Democratic Republic of Congo 

In the Democratic Republic of Congo (DRC), MSF worked to tackle the country’s largest outbreaks of measles and Ebola to date, while continuing to address its many other health needs.

Teams responded to Ebola in North Kivu and Ituri provinces, including providing medical care and vaccinations, developing community engagement and reinforcing general healthcare to address the full medical and humanitarian needs of communities; we supported surveillance activities, mass vaccination campaigns and patient care to tackle measles; and MSF supported people displaced by violence.



In Kenya, MSF provided care to refugees and victims of violence and responded to public health challenges such as advanced HIV.

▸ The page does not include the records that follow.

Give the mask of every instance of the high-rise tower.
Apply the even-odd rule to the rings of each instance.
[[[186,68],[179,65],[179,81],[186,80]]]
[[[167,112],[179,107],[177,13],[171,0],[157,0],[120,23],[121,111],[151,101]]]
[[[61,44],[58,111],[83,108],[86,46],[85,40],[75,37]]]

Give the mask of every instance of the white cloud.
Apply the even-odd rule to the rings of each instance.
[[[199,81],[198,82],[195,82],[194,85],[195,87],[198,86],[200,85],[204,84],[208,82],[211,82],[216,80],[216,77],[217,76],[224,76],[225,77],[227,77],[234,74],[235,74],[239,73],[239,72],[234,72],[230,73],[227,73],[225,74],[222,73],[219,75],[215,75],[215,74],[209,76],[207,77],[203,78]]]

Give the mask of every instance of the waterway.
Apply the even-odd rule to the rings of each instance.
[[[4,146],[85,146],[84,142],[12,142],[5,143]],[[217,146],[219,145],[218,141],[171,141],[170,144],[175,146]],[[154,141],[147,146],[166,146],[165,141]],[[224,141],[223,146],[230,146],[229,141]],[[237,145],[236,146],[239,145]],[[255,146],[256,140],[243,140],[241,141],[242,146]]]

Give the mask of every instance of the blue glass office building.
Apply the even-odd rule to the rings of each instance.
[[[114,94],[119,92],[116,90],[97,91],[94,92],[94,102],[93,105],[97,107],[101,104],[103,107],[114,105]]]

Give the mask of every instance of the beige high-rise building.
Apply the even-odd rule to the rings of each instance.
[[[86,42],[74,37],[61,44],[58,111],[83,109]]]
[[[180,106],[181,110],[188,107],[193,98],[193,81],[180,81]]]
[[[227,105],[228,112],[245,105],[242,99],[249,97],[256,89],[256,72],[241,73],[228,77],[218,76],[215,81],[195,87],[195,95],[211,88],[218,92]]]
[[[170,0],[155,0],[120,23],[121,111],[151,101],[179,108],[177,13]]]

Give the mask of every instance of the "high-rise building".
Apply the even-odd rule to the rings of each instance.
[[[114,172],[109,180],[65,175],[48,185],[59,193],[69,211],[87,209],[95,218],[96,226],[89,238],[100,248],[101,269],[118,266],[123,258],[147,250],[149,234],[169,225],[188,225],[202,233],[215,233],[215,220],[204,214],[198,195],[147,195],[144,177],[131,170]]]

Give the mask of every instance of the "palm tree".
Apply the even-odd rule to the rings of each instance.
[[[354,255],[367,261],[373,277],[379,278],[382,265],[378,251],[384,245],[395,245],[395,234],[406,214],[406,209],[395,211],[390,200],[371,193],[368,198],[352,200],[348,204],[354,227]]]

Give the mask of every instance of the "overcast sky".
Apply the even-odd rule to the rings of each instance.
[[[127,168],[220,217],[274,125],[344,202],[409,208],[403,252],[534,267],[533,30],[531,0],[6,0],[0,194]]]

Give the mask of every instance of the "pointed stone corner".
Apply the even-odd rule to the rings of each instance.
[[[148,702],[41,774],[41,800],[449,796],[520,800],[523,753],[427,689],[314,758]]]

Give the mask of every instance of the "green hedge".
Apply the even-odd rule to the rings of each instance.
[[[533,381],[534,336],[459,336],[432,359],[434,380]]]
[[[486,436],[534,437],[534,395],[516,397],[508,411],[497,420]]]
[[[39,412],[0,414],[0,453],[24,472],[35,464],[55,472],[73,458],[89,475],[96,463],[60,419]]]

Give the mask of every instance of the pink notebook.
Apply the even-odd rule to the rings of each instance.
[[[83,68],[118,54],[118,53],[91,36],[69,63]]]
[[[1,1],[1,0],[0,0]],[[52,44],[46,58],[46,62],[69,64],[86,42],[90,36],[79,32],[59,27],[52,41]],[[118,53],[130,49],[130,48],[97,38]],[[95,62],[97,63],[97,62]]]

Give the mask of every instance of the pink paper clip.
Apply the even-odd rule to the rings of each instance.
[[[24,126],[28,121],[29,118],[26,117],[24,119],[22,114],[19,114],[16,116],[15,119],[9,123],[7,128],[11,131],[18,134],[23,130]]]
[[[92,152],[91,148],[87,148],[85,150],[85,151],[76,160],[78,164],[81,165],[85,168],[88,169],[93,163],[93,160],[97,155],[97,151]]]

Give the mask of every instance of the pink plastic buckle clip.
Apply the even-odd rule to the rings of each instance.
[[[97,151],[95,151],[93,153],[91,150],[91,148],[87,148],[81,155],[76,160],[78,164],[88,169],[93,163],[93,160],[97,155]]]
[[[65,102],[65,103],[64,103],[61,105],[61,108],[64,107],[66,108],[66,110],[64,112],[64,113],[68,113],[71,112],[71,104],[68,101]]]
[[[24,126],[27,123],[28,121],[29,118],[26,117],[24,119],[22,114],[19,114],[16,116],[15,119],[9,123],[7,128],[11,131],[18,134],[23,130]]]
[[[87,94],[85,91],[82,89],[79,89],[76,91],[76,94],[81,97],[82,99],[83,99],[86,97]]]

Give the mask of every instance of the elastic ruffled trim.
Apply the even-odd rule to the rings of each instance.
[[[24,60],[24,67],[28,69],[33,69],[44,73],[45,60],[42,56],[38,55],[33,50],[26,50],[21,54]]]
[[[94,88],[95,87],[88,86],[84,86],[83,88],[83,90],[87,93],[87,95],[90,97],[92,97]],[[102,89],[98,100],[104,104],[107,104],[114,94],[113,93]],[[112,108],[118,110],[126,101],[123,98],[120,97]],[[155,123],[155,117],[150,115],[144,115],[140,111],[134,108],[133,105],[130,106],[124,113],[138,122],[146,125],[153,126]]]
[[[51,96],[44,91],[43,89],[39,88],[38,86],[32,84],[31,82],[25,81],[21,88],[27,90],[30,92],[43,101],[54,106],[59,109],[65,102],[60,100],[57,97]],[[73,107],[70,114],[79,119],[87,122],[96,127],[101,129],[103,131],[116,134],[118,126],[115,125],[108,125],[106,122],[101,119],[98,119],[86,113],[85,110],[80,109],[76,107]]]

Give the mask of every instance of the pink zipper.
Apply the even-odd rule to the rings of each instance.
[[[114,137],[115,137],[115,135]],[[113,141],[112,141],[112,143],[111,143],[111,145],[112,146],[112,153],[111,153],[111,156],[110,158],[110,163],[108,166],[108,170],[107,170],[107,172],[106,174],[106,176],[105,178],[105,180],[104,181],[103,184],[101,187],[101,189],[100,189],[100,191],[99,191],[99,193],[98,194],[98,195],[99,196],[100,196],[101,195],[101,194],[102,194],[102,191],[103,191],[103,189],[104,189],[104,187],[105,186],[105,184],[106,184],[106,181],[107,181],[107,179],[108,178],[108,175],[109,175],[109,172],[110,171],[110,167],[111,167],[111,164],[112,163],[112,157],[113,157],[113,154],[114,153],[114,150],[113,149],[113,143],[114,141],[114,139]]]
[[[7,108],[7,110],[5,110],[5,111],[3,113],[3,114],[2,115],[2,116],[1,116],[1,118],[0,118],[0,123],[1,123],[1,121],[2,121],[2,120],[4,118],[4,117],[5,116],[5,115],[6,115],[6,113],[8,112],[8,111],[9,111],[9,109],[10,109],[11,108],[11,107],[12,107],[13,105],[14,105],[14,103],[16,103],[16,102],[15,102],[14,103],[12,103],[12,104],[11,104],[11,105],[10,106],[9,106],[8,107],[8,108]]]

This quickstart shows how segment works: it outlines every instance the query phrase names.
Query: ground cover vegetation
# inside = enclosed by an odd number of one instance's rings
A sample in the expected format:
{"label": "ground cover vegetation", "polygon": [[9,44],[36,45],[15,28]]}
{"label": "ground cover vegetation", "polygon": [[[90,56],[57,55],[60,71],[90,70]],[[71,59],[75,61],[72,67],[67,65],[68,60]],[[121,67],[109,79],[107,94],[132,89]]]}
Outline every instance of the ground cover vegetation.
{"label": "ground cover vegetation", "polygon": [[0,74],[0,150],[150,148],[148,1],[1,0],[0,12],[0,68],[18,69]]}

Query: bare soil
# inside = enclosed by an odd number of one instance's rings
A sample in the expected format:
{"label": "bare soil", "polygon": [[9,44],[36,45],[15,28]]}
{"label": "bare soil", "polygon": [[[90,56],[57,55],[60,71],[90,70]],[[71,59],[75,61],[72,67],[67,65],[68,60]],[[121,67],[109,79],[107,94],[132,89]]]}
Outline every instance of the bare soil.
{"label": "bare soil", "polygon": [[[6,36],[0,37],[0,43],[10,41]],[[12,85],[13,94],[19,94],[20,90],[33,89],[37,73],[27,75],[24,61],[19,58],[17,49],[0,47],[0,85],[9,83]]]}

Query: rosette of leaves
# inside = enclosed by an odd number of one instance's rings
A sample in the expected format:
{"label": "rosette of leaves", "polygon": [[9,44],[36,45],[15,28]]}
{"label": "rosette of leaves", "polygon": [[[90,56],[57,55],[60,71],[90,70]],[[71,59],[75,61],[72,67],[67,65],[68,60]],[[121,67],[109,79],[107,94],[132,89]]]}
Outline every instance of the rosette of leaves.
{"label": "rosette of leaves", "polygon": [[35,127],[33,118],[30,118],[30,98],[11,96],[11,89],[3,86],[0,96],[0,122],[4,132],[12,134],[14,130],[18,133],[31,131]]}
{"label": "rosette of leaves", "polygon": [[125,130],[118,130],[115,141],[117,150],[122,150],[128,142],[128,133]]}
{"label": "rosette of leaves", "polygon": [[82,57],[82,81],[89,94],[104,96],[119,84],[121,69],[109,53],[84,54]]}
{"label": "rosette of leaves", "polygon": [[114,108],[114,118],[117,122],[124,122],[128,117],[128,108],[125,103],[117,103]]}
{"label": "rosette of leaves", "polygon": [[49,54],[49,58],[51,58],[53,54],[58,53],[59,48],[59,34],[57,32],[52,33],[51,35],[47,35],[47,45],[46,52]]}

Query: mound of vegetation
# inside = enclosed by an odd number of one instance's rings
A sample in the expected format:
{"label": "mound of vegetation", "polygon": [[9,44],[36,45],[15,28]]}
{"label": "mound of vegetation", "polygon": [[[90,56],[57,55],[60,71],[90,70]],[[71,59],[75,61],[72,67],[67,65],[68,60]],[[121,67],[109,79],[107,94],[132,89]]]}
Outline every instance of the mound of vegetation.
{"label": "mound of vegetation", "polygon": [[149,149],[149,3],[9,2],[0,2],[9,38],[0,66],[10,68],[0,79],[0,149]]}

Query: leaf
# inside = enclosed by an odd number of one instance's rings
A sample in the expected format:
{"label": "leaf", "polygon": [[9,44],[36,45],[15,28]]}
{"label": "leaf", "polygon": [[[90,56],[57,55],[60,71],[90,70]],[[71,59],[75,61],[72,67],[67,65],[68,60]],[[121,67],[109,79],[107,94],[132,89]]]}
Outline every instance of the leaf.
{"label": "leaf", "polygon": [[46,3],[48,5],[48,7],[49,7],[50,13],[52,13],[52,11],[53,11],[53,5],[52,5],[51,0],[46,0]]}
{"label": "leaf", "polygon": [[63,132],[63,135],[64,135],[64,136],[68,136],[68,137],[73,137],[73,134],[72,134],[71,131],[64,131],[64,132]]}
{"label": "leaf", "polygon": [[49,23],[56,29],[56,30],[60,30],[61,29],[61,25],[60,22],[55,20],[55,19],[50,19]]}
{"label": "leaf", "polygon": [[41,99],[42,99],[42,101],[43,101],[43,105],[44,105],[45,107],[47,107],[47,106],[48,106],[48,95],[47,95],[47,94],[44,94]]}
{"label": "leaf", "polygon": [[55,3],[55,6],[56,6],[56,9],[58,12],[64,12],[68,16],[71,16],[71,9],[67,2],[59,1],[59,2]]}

In 2019, MSF ran a project in Mathare, Nairobi, providing emergency care for people affected by urban violence and care for survivors of sexual and gender-based violence; we worked to improve quality care and reduce mortality for advanced HIV patients; staff assisted refugees in Dagahaley camp, Dadaab; and we supported comprehensive obstetric care in Likoni.



In Jordan, MSF offered reconstructive surgery to war-wounded patients from across the Middle East and healthcare to Syrian refugees and Jordanian host communities.

At our reconstructive surgery hospital in Amman, we offered orthopaedic, plastic and maxillofacial surgery, physiotherapy, mental health support and prosthetics using 3D printing; and we ran a neonatal care project in Irbid including assisting births and treating sick newborns.